Complex Sentences Part 2



Subordinating Conjunctions

There are many different names that we use to describe grammar. In previous ELC writing textbooks, we used the term time clause to talk about dependent clauses that show the sequence relationship between two actions. Those time clauses started with words like after, before, when, while, whenever, since, and until.

The general name for words that connect two clauses is conjunction.

As explained in the other section of this chapter, a coordinating conjunction connects two independent clauses. Both of those ideas are complete on their own, but the writer chooses to emphasize how they are connected using a coordinating conjunction.

A subordinating conjunction is a word that makes an idea incomplete as soon as it is added to the beginning of a clause. Time clauses are a specific type of subordinating conjunction. Subordinating conjunctions make an idea dependent, meaning it requires another clause. When you have both a dependent and independent clause, the sentence is called a complex sentence.

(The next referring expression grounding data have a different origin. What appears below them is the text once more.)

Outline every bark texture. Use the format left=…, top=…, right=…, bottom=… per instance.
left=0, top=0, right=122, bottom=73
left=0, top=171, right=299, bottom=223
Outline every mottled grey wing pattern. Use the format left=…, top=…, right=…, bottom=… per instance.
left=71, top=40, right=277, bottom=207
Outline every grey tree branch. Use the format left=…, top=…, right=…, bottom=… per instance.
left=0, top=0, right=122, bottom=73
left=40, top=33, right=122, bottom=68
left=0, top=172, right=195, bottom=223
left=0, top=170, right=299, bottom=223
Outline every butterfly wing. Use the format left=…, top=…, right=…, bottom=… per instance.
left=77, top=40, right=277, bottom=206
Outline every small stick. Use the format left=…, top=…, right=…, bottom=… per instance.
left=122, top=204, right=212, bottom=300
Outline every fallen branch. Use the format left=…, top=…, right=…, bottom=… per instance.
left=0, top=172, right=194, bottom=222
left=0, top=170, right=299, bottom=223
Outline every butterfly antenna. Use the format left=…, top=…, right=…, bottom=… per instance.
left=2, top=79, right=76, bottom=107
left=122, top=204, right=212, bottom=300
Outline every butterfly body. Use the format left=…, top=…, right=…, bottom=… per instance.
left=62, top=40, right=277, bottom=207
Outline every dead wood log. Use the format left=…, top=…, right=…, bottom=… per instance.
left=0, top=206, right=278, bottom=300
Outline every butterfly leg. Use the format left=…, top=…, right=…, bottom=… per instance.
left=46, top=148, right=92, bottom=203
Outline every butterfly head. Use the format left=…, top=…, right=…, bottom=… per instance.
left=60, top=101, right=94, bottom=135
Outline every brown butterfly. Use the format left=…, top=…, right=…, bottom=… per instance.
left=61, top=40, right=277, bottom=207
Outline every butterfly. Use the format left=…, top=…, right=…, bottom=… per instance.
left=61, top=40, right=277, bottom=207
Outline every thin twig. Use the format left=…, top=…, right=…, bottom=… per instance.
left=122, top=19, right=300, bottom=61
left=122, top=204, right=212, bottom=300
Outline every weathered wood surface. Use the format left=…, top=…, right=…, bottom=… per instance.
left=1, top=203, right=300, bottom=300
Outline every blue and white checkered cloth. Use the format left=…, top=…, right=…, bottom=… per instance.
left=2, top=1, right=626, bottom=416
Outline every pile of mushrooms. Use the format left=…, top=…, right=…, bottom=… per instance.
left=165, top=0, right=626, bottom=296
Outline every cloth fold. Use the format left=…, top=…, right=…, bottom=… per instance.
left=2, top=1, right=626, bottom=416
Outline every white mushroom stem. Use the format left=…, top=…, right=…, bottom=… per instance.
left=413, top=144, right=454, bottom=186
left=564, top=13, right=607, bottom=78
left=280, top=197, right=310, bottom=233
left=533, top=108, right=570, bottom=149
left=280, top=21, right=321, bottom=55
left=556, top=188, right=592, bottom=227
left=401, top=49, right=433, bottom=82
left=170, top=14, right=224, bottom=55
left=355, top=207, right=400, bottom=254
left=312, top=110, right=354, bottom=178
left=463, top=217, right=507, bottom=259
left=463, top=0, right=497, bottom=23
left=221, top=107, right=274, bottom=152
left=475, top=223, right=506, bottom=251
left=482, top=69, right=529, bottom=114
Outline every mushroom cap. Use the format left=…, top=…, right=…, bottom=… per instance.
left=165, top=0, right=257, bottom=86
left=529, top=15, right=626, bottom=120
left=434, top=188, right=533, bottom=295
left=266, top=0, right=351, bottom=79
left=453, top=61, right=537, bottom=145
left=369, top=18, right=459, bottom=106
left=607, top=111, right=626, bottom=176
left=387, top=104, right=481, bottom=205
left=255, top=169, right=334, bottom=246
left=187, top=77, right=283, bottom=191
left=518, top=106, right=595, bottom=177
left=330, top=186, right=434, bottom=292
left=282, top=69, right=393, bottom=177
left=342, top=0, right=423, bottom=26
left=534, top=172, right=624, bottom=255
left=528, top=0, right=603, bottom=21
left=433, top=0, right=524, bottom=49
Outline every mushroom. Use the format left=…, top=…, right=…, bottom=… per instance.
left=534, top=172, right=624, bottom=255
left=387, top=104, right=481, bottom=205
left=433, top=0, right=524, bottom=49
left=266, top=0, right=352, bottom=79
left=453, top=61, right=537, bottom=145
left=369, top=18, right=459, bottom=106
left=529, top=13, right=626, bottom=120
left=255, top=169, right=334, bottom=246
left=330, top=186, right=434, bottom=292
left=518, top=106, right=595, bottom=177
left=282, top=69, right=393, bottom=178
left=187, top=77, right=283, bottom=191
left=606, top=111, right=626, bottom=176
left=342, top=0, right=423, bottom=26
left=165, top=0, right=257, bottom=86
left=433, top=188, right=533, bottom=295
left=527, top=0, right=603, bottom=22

Additional common subordinating conjunctions are: although, even if, even though, if, though, and whether.



The order of the clauses can change. If the independent clause is first, the comma is not necessary.

Relative Clauses


Sometimes a dependent clause is used within a sentence to add more information about a noun or noun phrase. This is called a relative clause. Instead of using a subordinating conjunction, the relative clause uses a relative pronoun to introduce the dependent clause. Relative pronouns include which, that, who, whom, and whose.

Sometimes we do not write the relative pronoun, and this is called a reduced clause. A relative clause can only be reduced if the information is not required.